Chega de culpar seus pais. Você pode ter constatado inúmeras lacunas na relação de vocês, mas é hora de dar um passo além dessa conclusão e assumir as rédeas da própria vida. A bem da verdade, esse é um difícil passo. É quase um cacoete humano buscar em algum lugar (menos dentro de si mesmo) explicações para os problemas. Culpar os pais é uma variação dessa tendência.
Ela só pensa assim porque é mãe, você pode dizer. E estará certo. Ser pai e mãe não é exatamente aquele despertar que nos leva a concluir “nossos pais tinham razão“. Porque pode ser que eles não a tivessem, vai saber. Quando nascem os filhos, o desafio é fazer a coisa da nossa maneira, construir o nosso modelo familiar, algo que não brota do vaso das nossas ideias de uma hora para outra. É um processo lento e reavaliado, conscientemente ou não, de acordo com fases, necessidades, crenças e dificuldades. Admitir que nossos pais tinham ou não razão significa muitas vezes optar por nos aproximar ou nos distanciar das raízes. E essa dicotomia pode nos induzir ao erro. Explico por quê.
O que eu vejo, daqui do meu posto de observação da vida, é muita gente se esmerando numa espécie de contraprova daquilo que os pais supostamente fizeram de errado. Um comportamento facilmente identificável em frases como “minha mãe nunca tinha tempo para mim“, ou “eu recebia muitas críticas do meu pai por isso resolvi que, com minha filha, será na base do elogio“.

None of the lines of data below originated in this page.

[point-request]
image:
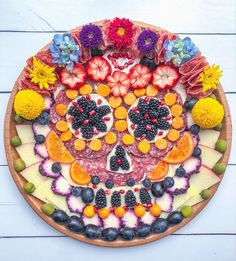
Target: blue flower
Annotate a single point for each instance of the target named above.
(179, 51)
(65, 51)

Não tenho dúvidas de que nossa consciência aprimorada é um poderoso aliado na construção de uma relação profunda com os filhos. Ao mesmo tempo, entendo que as escolhas calcadas no ressentimento criam uma interdependência com a origem que se busca negar. Nenhum antídoto tem serventia se não estiver na presença do veneno.
Não vejo saída melhor do que o perdão, irrestrito, incondicional. Perdoe seus pais, pelas falhas, pelas mancadas, pelas ausências, pelas ignorâncias, e sinta-se livre para ser pai e mãe da sua maneira. Um amigo bem humorado recorda rindo as surras que ele e o irmão levavam da mãe. Incapaz de encostar o dedo no filho, por mais levado que seja, ele optou por um modelo autêntico de paternidade. “Mas não é que eu ache que mamãe errou. Ela tinha razão quando batia. A gente desobedecia à beça. Aprontava. Eu sou apenas diferente“, diz, sem mágoa no coração, diante do meu olhar inicialmente abismado.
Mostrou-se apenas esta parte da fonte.